I was officially diagnosed by blood work in 1973, however, I had been having attacks since I was four years old. My father died from an HAE attack at the age of 26 and my grandfather at 34, so I have a family history where some do not. Unfortunately, when I was diagnosed there were NO treatments for HAE so my health journey growing up was not an easy one. I was constantly sick or swollen and missed many family and school events. I took many trips to the Emergency Room (ER), only to be kept for observation as the doctors were at a loss as to how to treat me. I was fortunate to have been invited to the National Institutes of Health (NIH) in the late 70's and was seen by Dr. Michael Frank. I am grateful for the research done over the years that provided more answers in recognizing HAE, and led to new and modern treatments!

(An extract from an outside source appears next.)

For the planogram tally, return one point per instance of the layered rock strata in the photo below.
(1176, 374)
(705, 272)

For me, the biggest challenge was the uncertainty of when an attack would happen or how severe it would become. Since there were no treatments for HAE early in my life, it was hard on my mom who watched my dad die in front of her. I admit I hid many of my attacks from her to try and soften the blow and help with her anxiety. Even when androgens and other steroids were found to work "somewhat" for HAE, they included their own challenges. Being unable to become pregnant while on them, and too sick to become pregnant without them, was a vicious circle.
Since the approval of the first HAE therapies and the subsequent approvals for newer medicines, my life has come around 180 degrees. I no longer have to worry about the next attack as I am on preventive therapy. If I do have a breakthrough attack, knowing I can treat at the very first sign of an attack and stop it in its tracks, has given me back my life. I am able to work full time as well as travel all over the world (prior to the pandemic) without any worry of an attack. I just take my medications and supplies along with me and have fun without having to research where the closest ER is!

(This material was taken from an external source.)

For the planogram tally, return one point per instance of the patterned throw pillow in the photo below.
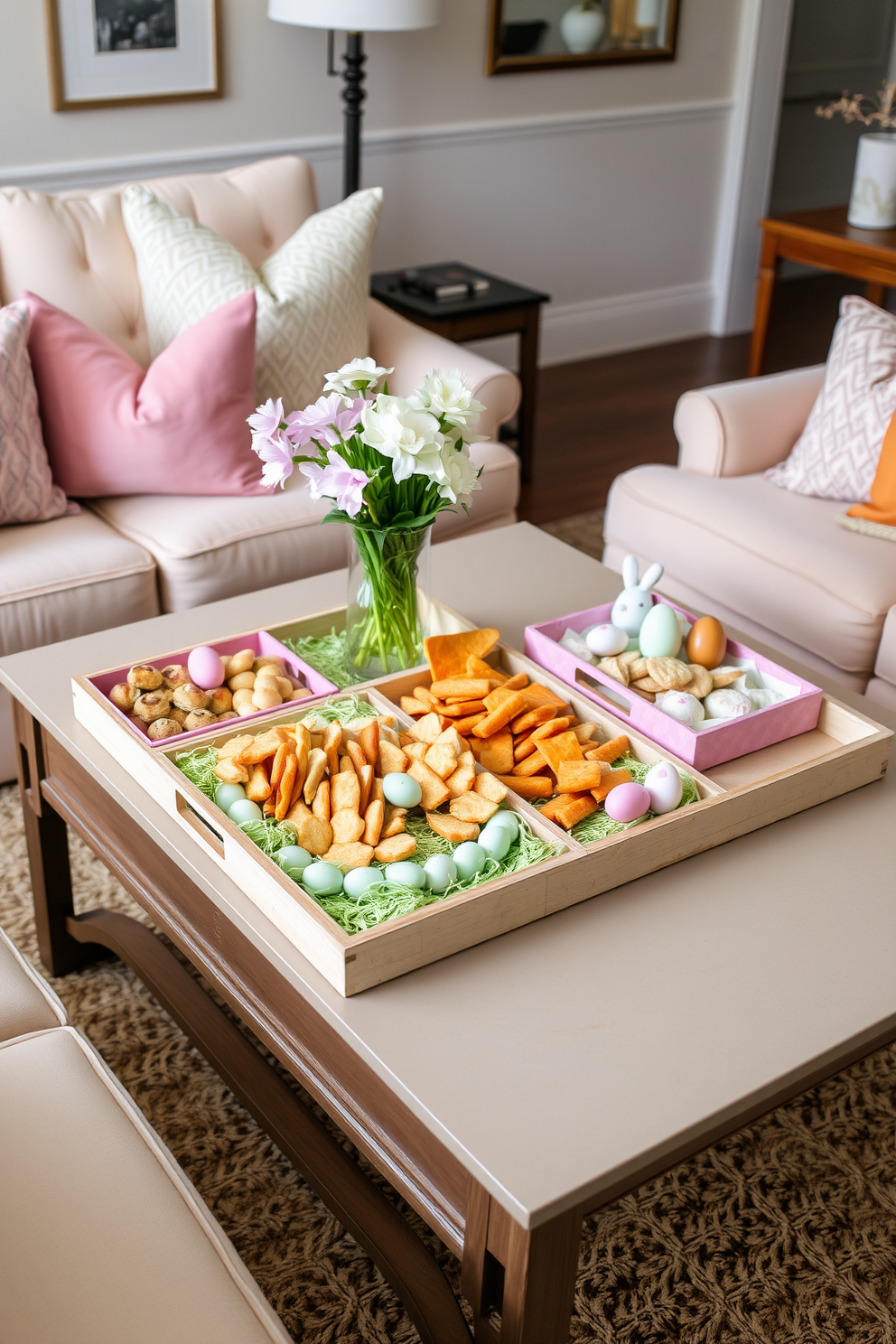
(312, 294)
(837, 453)
(27, 493)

Without advocacy and awareness, we would still be floundering for treatments and a better quality of life. Due to shared knowledge, we have assisted many of our fellow people with HAE in achieving better health. Awareness is key in learning that HAE does NOT have to stop us from doing what we love!

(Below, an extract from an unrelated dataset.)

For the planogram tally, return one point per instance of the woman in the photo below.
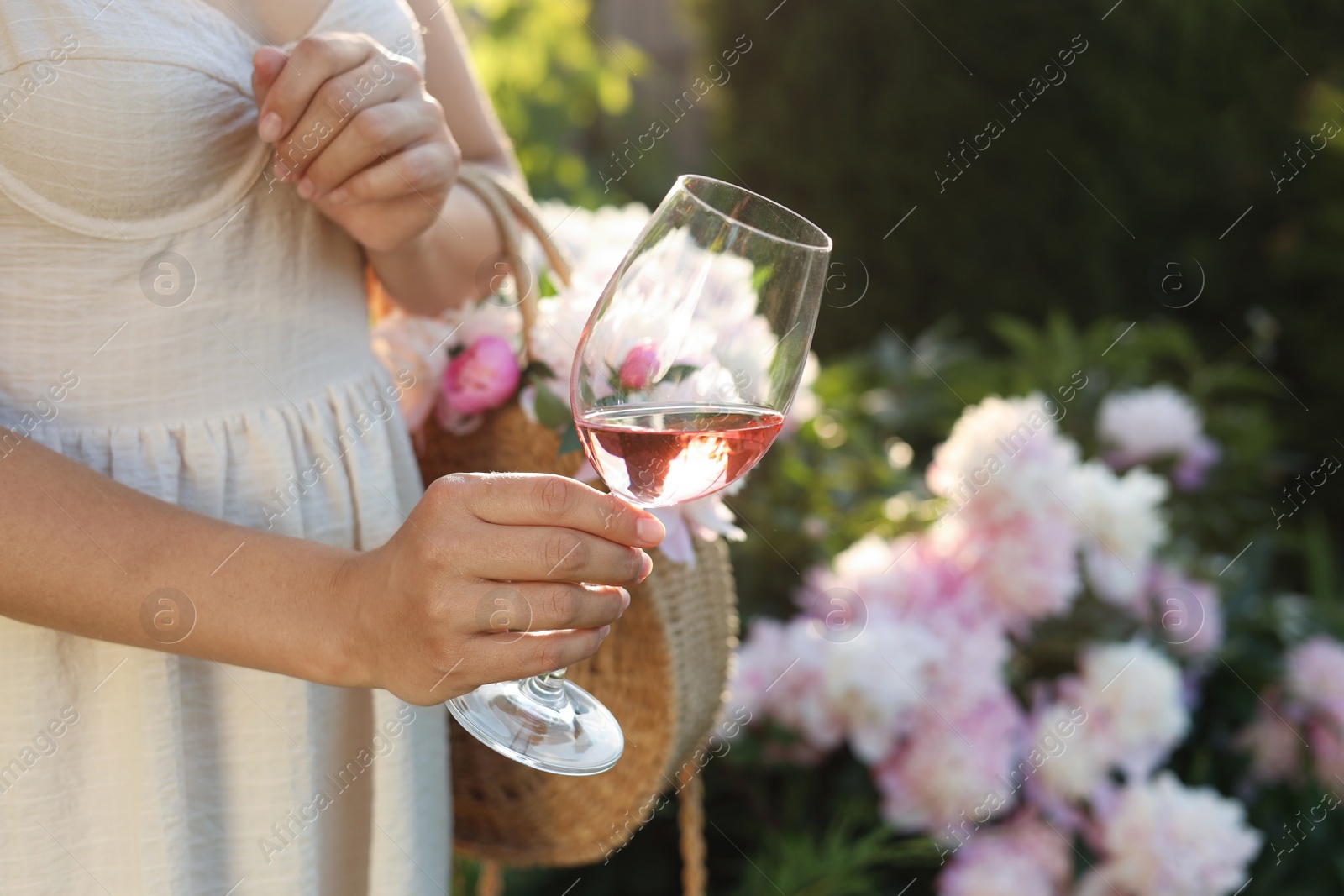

From before there was even an official HAEA, this organization has been here for me by offering support and assistance along my journey. The HAEA has helped me connect with clinical trial sites since 2006. I was able to enroll in a few clinical trials over the years and by participating in those clinical trials, I feel I have also contributed to improving the lives of other people with HAE. They now also have access to new and modern FDA-approved HAE medications which have been proven to work for HAE. Many times, my local doctors may have questions about how my HAE would affect surgeries or other medical conditions. I could turn to the HAEA with these questions for a peer-to-peer consultation between their Medical Advisory Board (MAB) and my local doctors. When I had my heart attack in 2004, the first person Kendall reached out to was Tony (US HAEA President and CEO) and other HAEA staff for guidance regarding medications and other HAE-related questions. Having the HAEA and the US HAEA Medical Advisory Board (MAB) at my fingertips has helped me in so many ways.
For me, hae day :-) is a special day to highlight HAE and share information with everyone who may come into contact with a person with HAE. It also means being able to share our stories of success with modern medicines and how we can now live life to the fullest!